Attorney General Lynch: ‘We have always pushed forward’
BIRMINGHAM, Ala. — Attorney General Loretta Lynch, in her final speech as head of the Justice Department, praised the work of the Obama administration to advance the dream of justice and said worries of difficult days ahead should be a call for action, not despair.
Speaking in Birmingham, Alabama, just days before leaving office with the inauguration of President-elect Donald Trump, Lynch praised the work of President Barack Obama and acknowledged — without mentioning Trump by name— some voters’ anxieties for the future.
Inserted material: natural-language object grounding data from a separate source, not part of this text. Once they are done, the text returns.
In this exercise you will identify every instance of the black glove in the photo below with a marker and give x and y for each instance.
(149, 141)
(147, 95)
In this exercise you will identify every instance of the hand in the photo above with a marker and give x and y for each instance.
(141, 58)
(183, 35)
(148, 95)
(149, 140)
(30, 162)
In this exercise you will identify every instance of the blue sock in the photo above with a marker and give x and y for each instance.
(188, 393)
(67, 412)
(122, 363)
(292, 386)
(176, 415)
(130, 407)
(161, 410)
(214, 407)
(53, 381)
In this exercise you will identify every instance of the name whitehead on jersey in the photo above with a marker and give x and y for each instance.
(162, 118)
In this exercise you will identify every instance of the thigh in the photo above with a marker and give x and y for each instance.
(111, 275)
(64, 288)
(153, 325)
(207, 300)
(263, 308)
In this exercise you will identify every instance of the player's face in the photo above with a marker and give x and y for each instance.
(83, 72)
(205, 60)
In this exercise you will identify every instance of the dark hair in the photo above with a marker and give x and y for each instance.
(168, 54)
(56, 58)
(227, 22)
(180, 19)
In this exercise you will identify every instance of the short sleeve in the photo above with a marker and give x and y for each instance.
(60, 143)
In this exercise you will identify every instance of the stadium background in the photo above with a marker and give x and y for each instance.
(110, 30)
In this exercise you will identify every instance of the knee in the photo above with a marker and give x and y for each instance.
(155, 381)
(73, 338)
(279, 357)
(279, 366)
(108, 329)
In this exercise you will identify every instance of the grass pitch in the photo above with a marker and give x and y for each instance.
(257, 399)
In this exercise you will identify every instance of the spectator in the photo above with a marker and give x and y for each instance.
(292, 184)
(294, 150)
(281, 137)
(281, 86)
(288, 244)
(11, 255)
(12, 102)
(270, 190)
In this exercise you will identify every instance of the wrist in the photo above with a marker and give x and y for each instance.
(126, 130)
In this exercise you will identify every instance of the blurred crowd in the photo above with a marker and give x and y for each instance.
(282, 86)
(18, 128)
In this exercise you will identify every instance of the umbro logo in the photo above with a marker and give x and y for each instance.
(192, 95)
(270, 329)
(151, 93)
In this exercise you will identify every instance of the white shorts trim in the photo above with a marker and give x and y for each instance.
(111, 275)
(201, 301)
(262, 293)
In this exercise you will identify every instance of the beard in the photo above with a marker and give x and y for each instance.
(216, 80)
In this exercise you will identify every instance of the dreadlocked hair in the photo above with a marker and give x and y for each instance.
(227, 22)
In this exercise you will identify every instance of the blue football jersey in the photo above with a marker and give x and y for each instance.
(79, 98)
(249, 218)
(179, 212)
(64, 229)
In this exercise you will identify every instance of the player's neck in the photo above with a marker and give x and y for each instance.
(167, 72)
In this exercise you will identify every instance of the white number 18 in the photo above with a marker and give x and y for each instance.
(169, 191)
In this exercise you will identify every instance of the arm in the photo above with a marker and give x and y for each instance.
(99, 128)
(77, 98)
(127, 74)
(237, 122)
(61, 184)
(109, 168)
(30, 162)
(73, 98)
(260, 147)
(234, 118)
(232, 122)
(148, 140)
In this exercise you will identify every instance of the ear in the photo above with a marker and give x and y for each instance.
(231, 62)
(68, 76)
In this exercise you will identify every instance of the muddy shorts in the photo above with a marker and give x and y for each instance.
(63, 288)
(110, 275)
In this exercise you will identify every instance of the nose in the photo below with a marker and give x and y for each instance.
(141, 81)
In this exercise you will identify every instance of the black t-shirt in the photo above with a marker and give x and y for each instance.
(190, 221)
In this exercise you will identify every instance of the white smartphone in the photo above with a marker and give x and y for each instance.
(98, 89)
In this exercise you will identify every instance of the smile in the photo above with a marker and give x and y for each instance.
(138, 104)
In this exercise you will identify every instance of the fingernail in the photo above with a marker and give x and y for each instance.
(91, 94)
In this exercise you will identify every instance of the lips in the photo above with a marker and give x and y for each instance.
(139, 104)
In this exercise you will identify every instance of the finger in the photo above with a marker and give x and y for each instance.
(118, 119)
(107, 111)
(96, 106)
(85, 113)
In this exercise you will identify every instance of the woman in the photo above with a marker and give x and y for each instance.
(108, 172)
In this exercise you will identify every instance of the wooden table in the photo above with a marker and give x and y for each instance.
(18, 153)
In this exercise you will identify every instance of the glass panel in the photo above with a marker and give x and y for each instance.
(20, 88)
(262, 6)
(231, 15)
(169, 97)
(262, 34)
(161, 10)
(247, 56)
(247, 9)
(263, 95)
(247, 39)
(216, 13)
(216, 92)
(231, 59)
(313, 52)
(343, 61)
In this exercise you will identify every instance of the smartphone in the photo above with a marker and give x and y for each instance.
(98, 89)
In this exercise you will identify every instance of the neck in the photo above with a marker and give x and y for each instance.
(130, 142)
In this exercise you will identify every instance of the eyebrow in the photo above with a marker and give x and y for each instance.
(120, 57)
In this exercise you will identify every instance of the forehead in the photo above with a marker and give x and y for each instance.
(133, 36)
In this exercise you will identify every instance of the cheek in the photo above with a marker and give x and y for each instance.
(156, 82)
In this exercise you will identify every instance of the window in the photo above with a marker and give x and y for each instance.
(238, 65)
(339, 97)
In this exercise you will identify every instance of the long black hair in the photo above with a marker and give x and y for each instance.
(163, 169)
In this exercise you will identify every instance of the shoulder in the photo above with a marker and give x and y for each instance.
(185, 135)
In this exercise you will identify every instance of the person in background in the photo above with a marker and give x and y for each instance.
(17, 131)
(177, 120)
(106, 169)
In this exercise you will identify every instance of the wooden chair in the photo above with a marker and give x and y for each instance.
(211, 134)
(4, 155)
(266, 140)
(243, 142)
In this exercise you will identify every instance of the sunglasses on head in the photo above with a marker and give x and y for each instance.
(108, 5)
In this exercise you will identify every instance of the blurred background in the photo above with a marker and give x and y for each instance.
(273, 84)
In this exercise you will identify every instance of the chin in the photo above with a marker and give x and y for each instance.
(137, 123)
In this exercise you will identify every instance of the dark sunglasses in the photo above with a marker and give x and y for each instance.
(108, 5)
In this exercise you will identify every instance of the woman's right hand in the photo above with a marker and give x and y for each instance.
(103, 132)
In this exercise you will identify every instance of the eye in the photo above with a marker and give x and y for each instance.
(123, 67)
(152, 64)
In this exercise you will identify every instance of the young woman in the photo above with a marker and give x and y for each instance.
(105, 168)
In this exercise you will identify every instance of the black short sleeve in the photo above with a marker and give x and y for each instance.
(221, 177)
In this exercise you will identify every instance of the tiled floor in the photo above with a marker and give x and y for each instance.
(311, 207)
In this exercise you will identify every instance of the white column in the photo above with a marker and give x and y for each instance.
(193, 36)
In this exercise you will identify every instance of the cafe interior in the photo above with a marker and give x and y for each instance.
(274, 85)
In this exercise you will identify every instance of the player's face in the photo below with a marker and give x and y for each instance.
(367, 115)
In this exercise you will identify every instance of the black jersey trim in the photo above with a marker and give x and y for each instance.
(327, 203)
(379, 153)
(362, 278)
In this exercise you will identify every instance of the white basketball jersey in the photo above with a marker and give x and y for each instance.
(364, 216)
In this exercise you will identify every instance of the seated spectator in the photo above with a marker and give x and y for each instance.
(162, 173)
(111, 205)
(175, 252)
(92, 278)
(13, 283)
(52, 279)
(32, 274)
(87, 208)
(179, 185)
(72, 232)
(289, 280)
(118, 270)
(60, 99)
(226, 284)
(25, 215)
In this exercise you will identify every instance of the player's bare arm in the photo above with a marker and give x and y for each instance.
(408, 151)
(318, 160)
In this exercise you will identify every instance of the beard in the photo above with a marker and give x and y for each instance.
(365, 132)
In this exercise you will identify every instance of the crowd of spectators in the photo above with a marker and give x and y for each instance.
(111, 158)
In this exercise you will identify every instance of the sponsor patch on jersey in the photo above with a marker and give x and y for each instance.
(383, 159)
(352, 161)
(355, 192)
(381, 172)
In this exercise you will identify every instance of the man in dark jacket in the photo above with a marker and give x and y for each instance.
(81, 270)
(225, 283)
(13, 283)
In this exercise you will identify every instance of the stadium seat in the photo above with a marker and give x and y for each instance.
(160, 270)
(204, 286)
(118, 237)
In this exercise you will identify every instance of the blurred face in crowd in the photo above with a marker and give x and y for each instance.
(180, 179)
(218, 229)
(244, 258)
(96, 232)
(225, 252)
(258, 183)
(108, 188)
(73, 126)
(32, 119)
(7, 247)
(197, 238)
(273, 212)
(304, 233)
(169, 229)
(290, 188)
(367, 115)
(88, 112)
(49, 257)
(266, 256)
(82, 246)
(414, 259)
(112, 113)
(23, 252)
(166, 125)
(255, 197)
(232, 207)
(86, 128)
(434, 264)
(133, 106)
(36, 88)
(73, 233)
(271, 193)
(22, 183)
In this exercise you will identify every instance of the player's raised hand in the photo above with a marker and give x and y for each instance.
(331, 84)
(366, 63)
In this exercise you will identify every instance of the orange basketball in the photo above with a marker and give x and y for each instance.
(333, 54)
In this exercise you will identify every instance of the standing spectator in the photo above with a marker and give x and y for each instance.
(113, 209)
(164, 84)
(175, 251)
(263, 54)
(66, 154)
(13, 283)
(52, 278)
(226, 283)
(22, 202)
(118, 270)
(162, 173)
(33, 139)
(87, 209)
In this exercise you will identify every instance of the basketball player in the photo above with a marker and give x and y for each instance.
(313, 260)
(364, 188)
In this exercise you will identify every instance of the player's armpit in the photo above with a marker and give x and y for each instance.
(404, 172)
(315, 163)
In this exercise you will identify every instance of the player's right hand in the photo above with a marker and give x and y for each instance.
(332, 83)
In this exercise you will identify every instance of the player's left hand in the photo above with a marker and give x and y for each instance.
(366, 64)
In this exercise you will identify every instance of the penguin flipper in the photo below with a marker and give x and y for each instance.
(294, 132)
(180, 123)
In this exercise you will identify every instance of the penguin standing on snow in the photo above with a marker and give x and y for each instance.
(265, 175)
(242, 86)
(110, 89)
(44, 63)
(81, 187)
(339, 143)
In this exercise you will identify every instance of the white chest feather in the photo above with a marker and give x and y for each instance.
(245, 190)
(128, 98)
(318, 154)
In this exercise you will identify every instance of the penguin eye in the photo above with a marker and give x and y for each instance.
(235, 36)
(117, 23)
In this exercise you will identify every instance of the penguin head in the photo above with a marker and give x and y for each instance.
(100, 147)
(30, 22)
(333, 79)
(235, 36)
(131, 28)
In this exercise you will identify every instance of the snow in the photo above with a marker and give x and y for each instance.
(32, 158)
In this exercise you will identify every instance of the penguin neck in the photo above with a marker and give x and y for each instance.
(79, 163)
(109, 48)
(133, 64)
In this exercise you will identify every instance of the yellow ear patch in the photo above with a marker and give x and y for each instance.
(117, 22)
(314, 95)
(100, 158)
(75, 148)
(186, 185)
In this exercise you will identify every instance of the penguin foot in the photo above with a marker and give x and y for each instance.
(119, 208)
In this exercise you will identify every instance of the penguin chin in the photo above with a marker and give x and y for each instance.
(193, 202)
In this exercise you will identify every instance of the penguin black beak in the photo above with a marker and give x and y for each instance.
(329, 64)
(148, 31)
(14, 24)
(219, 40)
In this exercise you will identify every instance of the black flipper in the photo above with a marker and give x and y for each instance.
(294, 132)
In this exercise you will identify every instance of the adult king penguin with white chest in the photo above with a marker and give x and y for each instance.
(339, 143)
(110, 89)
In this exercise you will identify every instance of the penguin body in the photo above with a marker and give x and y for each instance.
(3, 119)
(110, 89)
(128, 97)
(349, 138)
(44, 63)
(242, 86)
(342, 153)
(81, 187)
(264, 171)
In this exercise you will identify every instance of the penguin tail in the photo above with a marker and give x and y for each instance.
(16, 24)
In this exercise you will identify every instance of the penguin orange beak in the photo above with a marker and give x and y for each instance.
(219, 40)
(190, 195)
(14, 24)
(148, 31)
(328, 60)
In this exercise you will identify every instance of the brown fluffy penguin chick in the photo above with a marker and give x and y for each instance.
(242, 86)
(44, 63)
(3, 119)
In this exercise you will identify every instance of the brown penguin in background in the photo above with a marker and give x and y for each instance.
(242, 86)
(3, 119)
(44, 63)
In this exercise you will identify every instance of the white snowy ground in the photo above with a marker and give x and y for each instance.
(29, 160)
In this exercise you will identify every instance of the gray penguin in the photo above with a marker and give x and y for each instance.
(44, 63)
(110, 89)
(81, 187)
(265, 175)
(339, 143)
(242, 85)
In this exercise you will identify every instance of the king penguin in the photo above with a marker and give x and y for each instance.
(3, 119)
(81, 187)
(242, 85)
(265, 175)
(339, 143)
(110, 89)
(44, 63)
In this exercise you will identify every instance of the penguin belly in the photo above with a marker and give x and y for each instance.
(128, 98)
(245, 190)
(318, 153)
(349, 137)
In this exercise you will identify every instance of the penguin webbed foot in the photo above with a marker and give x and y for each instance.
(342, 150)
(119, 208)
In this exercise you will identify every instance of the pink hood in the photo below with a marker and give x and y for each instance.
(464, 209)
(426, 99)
“I know that while our accomplishments should make us proud, they must not make us complacent. We cannot stop. We have to work. I know that in our pursuit of a brighter future, we still face headwinds. We still face oppositions. We see it. Waves of hatred, waves of intolerance and injustice that are still blowing in this country, and they seem to grow stronger the more that we achieve, Lynch said.
Lynch took the pulpit of Birmingham’s 16th Street Baptist Church for a celebration ahead of Martin Luther King Jr. Day. The church was the site of a 1963 Ku Klux Klan bombing that killed four girls just weeks after King delivered his “I Have A Dream” speech. The Obama administration this week named the church and other Birmingham civil rights landmarks as a national monument.